В конце двадцатых и начале тридцатых годов папа к моим литературным вкусам относился весьма критически. В эти годы в издательстве «Academia» вышло начало Марселя Пруста: «Имена местностей» и «В сторону Свана». Я упивался этими книгами, перечитывал их много раз вдоль и поперек. Папа видел у меня на столе эти книги, но тщательно их избегал, говоря:
«Ну нет, это читай сам».
Но как-то, забрав у меня том Лескова, неожиданно положил его обратно, сказав:
«Невозможно, знаю уже наизусть. Давай твоего Пруста. Черт с ним, попробую одолеть».
Наутро, прихлебывая кофе и блестя глазами, говорил:
«В этих невероятно длинных фразах, в этих скобках, в том, как он подбирает слова и, кажется, не может их найти, а в то же время находит нечто большее, в этом есть смысл и оч-чень интересно. Поначалу я с трудом его читал, хотел уже плюнуть, а потом зачитался».
С тех пор акции Пруста росли в нашем доме день ото дня, имя его звучало постоянно из папиных уст. Он зачитывался им не хуже меня. С Пруста началась и некая частичная реабилитация моих пристрастий.
Достоевского папа с юности не перечитывал и даже по какой-то случайности «Бесов» вообще не читал. Я же в те годы как раз зачитывался «Бесами», поражаясь аналогиям и неожиданным освещением первоисточников. Все мои попытки всучить ему эту книгу он прерывал в корне с нескрываемым раздражением:
«Я беру книгу, чтобы хоть как-то себя привести в порядок, а ты мне что подсовываешь?»
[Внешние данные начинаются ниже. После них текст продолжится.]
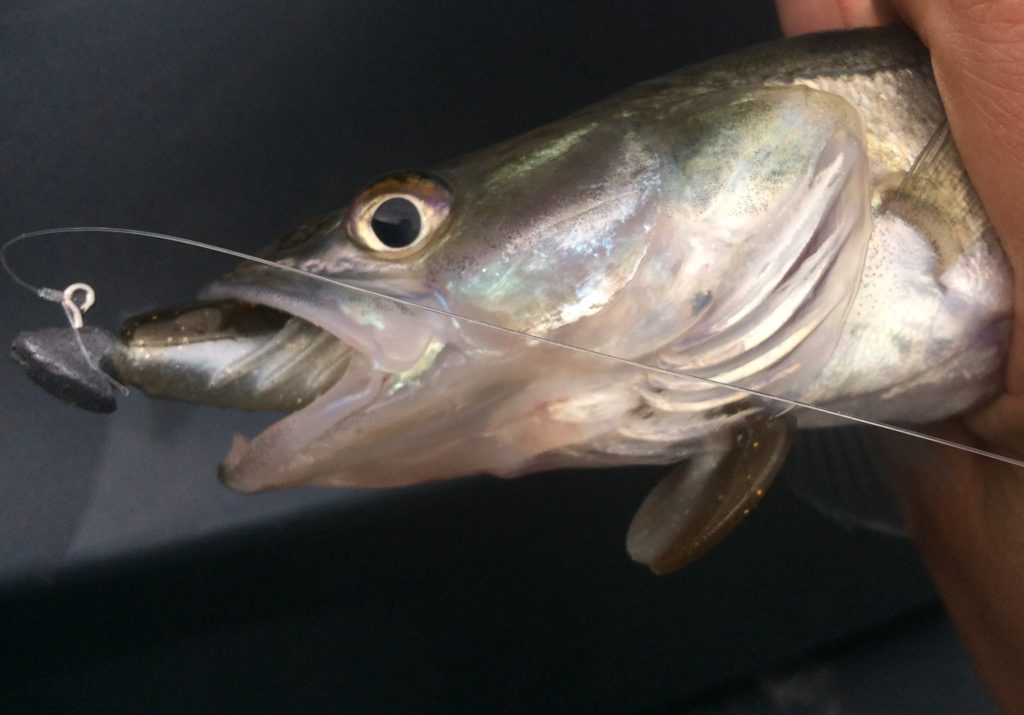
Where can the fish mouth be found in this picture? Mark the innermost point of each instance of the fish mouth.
(323, 356)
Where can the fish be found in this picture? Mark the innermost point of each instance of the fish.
(793, 219)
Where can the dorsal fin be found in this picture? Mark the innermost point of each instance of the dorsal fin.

Наконец за отсутствием сырья ему пришлось сдаться, эффект оказался вполне неожиданный: его привел в совершенный восторг Степан Трофимович, ко всему прочему в романе он остался равнодушен. Степана же Трофимовича принял как изумительно вылепленный портрет, вылепленный необычайно художественно, глубоко, легко, точно. Я даже не могу вспомнить, чтобы какой-либо другой портрет на моей памяти его так восхищал.
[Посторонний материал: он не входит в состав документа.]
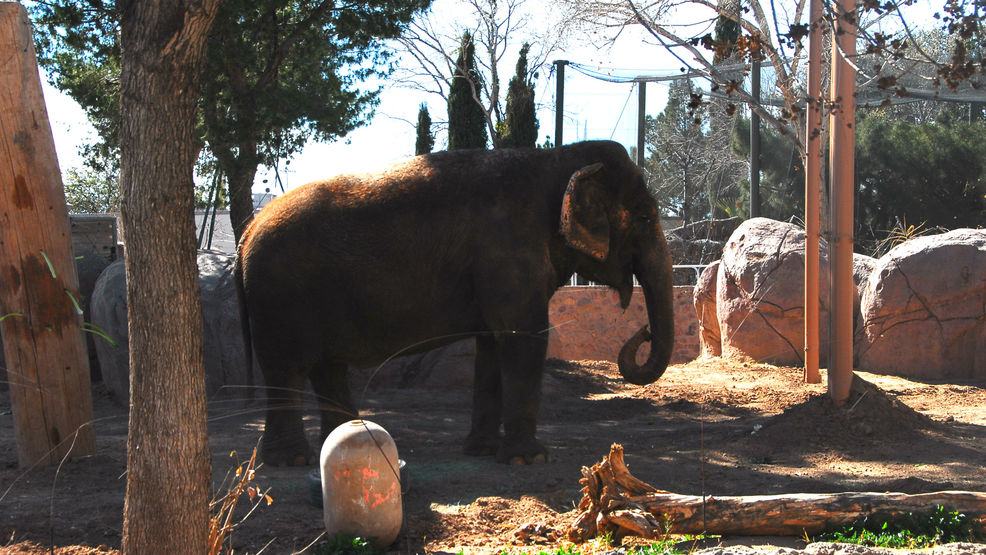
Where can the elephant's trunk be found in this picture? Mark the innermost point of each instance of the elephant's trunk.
(653, 270)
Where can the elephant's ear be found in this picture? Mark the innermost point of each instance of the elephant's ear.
(583, 214)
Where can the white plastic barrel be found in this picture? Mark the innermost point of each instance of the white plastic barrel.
(361, 489)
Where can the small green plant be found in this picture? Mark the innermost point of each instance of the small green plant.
(342, 544)
(914, 531)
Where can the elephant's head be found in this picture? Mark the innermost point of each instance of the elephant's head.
(612, 221)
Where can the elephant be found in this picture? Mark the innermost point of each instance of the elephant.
(358, 268)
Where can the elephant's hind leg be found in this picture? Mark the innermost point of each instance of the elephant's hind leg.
(484, 436)
(284, 441)
(331, 385)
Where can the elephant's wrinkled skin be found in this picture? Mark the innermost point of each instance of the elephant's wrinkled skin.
(361, 267)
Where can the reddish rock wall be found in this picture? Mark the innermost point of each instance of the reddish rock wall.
(588, 324)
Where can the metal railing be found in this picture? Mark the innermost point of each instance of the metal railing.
(579, 281)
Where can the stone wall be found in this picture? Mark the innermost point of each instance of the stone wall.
(588, 324)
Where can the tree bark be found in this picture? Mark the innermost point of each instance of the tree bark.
(614, 501)
(168, 465)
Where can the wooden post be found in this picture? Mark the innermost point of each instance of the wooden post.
(641, 121)
(47, 365)
(842, 128)
(813, 172)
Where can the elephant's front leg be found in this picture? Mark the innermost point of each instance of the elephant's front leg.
(521, 357)
(484, 436)
(284, 441)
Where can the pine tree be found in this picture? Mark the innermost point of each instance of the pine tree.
(466, 117)
(521, 124)
(425, 141)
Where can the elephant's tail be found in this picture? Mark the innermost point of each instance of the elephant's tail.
(244, 321)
Ставрогина он нашел слишком «первым любовником», а моя чрезмерная агитация в пользу Кириллова ему надоела. Он говорил:
«Возможно, ты и прав, но не моего романа».
Конечно, в Степане Трофимовиче его привлекало художественное совершенство, с каким этот образ был подан, но потом я понял и другое: то, что мы с ним находились в разном положении по отношению к прототипам этого образа. Он в своей юности мог знать и знал живых Степанов Трофимовичей и восхищался великолепным портретом, модель коего была ему хорошо известна. Понял я еще и то, что к литературе он подходил с позиций, ему более близких, то есть искал в ней что-то близкое к скульптуре, к портрету, а все специфически литературное оставляло его равнодушным.
Засыпал папа не раньше трех часов ночи, и время с двенадцати до трех давалось ему мучительно. Это время сопровождалось плохим самочувствием, его познабливало, и вообще в эти часы его физическое состояние как-то развинчивалось, а недовольство собой, заглушенное шумом дня, звучало явственней и безнадежней. Вот для этих-то часов и требовалась помощь литературы, он боялся бессонницы и на моей памяти уже не мог спать без снотворного, а в описываемую эпоху осенью и зимой принимал двойную дозу люминала.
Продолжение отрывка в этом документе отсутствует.